Wednesday, August 17, 2011

The Occasional Pleasant Surprise




Bob Dylan's "Ballad of Hollis Brown" is the most disturbing set of simple words that I have ever heard set to music. When I first heard a recording of this song about the slaughter of a Dakota farm family the hair stood up on my arms--Mike Seeger's banjo, Dylan's unique voice, and "seven people dead on a South Dakota Farm." A horror movie, a reality show, and a searing indictment of our society as we turn once again to the most wicked of social sins--that of not being being willing to be our brother's keeper--all in seven or eight haunting verses.

I have never done the song on stage and I have never even taught it to a kid. To my great embarrassment, I have never been able to do the song correctly.
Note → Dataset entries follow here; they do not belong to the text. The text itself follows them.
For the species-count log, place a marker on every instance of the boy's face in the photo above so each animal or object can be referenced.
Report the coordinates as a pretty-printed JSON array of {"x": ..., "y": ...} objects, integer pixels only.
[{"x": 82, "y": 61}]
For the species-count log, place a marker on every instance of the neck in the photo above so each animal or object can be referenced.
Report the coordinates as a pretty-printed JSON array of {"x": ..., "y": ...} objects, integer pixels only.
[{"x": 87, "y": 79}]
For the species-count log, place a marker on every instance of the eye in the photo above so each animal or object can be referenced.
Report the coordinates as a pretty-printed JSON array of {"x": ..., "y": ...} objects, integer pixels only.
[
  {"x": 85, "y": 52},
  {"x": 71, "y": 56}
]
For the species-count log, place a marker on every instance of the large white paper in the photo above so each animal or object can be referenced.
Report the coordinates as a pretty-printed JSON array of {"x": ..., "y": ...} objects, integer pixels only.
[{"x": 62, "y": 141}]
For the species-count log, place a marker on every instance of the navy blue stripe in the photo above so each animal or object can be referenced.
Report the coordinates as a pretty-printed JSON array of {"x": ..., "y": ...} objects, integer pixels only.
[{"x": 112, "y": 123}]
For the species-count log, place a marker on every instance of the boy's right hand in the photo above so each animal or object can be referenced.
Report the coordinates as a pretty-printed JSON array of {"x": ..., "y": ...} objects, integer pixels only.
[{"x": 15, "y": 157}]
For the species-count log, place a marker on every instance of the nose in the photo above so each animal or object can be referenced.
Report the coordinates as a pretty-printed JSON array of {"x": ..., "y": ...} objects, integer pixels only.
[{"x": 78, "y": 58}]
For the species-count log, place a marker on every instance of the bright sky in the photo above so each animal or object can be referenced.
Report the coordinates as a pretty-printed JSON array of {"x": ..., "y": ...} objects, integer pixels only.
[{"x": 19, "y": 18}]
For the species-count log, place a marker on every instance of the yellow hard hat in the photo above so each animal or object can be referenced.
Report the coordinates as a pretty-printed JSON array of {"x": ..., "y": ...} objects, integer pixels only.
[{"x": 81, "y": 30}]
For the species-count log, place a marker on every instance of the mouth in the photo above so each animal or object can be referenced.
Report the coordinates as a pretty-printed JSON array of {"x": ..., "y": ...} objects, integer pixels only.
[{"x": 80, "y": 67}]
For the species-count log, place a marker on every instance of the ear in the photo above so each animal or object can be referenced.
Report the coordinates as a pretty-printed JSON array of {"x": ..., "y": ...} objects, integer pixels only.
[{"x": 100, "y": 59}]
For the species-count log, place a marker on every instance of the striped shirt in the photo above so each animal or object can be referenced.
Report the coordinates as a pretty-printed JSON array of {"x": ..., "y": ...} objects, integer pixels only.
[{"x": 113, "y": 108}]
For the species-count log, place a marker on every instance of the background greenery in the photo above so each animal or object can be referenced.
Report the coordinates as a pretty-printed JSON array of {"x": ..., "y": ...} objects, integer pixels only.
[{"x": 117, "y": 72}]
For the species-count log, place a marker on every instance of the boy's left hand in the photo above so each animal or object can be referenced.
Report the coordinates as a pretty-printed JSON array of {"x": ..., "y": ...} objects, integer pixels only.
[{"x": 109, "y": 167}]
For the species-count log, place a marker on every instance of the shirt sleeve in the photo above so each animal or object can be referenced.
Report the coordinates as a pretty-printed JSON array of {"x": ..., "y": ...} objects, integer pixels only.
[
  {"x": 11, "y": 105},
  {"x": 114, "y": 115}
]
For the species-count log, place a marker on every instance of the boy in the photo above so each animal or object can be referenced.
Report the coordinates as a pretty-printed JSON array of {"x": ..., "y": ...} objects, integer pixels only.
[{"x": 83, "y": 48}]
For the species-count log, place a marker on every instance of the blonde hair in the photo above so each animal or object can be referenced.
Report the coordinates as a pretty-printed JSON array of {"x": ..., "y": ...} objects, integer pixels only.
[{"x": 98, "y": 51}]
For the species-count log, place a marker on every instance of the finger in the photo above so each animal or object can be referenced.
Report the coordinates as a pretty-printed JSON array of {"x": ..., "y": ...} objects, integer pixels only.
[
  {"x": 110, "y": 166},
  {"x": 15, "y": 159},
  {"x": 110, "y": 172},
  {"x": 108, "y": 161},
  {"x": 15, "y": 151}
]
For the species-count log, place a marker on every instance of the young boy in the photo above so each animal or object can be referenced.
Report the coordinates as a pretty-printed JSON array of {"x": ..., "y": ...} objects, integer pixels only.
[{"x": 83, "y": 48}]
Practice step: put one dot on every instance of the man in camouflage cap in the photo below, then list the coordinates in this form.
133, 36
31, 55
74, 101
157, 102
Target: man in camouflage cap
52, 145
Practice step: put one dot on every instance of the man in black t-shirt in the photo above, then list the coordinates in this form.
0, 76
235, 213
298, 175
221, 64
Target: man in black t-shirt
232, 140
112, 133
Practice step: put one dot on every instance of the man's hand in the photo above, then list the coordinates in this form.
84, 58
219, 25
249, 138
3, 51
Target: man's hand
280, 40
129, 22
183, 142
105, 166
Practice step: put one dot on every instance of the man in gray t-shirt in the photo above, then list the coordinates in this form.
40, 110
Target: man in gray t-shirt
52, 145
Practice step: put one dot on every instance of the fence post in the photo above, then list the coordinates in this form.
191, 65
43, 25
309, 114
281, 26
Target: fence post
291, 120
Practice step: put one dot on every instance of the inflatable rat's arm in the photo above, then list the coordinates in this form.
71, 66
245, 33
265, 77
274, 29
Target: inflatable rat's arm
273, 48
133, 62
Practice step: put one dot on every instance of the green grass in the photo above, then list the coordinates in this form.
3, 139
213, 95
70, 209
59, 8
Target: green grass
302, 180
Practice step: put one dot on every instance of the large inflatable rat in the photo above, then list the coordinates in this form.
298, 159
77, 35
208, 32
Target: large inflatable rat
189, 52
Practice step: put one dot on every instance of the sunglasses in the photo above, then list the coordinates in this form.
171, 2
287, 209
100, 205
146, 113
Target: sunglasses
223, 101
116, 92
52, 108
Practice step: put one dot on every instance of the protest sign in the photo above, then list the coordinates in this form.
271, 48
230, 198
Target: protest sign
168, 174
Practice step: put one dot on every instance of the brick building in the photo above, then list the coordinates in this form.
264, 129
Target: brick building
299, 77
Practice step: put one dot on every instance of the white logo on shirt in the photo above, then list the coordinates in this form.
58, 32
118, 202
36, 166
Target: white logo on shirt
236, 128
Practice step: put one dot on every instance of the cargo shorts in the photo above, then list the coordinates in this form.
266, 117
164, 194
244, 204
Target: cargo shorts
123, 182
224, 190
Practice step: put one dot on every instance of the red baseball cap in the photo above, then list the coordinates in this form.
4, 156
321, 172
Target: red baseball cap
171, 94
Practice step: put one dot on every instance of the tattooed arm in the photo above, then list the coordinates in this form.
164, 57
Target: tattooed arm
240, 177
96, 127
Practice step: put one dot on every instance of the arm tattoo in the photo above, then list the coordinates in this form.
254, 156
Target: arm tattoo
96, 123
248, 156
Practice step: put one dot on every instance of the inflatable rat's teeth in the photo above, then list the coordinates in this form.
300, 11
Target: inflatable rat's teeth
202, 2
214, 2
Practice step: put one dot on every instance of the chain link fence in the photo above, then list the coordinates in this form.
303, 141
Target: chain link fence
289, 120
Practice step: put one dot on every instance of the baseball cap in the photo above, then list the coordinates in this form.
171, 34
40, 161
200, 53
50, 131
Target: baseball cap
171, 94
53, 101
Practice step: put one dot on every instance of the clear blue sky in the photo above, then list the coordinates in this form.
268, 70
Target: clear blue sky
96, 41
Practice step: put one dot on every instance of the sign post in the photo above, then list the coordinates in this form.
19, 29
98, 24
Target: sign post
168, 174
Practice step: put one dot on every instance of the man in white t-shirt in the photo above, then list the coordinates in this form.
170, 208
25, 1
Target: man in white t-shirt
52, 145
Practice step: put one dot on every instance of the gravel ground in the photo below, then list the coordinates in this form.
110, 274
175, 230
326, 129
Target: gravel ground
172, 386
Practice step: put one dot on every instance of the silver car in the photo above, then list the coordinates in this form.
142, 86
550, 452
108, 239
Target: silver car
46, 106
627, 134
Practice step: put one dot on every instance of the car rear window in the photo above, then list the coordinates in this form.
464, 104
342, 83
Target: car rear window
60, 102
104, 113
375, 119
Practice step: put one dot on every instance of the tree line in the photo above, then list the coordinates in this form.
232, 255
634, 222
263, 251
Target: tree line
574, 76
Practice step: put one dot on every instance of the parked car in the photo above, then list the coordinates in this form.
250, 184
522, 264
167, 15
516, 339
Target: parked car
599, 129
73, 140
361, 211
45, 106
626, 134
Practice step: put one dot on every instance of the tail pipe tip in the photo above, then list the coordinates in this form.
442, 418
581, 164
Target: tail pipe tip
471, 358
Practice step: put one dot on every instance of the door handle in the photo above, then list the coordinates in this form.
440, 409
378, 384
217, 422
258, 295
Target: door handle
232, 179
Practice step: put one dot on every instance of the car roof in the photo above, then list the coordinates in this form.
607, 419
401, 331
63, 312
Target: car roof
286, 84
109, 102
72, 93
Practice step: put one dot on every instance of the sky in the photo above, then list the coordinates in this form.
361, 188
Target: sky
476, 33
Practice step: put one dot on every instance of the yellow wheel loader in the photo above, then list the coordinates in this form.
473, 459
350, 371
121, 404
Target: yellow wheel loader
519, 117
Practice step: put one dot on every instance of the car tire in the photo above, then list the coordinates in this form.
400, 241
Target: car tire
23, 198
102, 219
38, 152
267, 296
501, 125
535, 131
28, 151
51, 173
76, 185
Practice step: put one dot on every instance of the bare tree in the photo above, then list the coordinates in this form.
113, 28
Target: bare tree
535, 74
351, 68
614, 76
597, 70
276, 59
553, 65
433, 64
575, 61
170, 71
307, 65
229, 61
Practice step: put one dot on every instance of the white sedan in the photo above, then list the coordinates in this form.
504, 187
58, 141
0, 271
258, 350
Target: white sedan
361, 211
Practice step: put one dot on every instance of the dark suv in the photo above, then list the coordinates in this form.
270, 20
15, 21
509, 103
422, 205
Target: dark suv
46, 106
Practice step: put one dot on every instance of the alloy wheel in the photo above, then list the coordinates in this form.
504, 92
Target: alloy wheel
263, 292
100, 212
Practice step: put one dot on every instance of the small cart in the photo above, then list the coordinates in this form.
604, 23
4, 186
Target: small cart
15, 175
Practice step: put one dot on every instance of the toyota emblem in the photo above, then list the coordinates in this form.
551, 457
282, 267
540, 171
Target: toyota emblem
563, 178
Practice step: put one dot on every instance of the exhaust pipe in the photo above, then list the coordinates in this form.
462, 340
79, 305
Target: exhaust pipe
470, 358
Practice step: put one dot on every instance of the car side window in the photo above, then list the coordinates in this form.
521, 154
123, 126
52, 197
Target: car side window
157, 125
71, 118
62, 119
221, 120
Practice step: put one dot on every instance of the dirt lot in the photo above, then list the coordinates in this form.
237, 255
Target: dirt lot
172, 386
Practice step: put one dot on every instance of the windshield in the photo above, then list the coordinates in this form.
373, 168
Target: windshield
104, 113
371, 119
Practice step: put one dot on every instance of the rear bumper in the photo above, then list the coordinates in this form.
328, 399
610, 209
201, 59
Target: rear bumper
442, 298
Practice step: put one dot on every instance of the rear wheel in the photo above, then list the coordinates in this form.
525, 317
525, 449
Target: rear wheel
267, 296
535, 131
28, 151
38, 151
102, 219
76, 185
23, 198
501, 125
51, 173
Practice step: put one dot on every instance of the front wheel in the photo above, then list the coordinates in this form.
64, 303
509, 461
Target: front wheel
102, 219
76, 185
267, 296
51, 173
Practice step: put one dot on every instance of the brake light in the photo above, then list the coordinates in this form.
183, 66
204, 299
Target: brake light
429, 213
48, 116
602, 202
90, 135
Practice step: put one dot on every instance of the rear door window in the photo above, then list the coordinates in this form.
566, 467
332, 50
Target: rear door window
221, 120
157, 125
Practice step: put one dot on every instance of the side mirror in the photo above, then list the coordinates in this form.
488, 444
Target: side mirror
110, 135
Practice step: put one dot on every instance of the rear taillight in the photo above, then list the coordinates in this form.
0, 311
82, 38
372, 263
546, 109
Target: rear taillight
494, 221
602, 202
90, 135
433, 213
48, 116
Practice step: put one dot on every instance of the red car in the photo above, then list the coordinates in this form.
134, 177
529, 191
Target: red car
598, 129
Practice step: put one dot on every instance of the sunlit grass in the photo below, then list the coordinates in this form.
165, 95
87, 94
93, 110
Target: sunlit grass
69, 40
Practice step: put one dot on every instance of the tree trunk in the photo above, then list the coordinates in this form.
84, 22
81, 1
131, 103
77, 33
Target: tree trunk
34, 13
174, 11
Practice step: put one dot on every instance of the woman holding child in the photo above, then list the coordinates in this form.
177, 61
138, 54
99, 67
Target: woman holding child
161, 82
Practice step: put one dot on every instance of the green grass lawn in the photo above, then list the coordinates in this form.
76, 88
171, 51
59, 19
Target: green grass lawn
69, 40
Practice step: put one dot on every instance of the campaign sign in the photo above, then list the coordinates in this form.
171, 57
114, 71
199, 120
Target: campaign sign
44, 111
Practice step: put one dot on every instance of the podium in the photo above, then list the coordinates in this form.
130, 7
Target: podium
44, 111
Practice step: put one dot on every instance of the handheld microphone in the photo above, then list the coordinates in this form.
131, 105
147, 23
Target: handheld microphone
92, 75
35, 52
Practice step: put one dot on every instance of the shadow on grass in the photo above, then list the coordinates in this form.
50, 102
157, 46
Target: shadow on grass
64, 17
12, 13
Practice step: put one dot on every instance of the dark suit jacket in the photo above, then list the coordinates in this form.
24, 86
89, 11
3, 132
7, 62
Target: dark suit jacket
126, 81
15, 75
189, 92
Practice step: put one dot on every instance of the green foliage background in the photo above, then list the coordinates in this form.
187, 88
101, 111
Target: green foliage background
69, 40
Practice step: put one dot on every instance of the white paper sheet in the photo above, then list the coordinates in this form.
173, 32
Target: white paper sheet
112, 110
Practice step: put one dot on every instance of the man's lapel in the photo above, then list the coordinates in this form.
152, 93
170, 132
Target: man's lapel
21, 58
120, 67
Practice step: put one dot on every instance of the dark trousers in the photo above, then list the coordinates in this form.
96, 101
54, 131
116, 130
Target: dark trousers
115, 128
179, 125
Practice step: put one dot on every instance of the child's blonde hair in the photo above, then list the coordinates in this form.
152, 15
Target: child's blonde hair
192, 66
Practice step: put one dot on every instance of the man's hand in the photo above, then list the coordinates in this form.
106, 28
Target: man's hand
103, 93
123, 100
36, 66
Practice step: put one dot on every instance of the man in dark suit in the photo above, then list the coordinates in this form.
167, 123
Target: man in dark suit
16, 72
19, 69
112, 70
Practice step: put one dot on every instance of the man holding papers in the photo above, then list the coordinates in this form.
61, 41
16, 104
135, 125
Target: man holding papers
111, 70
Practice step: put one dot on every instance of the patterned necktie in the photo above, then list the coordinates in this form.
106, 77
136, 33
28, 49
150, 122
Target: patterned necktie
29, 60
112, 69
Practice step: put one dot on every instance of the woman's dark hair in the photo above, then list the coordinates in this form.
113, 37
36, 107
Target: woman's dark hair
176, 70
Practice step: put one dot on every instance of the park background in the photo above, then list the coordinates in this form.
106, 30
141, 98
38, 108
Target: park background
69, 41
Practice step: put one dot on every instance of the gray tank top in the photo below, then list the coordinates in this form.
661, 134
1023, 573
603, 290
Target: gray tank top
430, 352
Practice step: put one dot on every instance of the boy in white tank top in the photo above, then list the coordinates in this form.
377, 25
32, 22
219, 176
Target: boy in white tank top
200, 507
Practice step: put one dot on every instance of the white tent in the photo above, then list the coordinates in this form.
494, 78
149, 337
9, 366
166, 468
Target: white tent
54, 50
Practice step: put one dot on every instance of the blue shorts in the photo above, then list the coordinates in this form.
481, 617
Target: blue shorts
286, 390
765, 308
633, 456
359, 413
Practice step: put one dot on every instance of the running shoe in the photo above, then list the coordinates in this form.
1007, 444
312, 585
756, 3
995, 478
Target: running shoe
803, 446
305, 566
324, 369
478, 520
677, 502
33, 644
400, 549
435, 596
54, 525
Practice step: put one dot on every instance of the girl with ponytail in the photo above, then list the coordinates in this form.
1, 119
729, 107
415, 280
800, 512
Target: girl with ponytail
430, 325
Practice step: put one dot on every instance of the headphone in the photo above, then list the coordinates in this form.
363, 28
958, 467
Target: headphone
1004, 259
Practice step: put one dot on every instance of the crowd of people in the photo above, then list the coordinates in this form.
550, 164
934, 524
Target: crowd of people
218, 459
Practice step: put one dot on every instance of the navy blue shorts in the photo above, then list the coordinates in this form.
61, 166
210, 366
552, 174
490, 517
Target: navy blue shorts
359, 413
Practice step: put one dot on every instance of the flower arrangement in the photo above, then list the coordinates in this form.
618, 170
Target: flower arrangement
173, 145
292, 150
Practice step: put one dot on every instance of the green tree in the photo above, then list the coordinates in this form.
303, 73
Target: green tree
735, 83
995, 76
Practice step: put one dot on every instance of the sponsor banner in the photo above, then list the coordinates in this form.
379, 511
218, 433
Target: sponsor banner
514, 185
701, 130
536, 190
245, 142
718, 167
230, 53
Every time I did it it was a failure that sounded entirely too much like the ancient mountain murder song, "Pretty Polly."

I read a short article about this song recently that explained that Dylan put his words to the tune of an ancient mountain murder song, "Pretty Polly." In short, I did not have it wrong all along.

Now such little things are meaningless to the most people and I have never met anyone, (including my wife), that understands why rare, pleasant surprises like this are so important to my emotional well being. They give hope that failures might not be as bad as they seem. Or even better that failures are not failures at all. That realization, plus having a pot of coffee waiting for you, makes getting up each morning a lot easier.

Such things suggest that, regardless of two failed attempts to do so, the next time I try to ride 100 miles in one day I might just make it.

1 comment:

  1. The third time is the charm! You will do it; I have no doubt!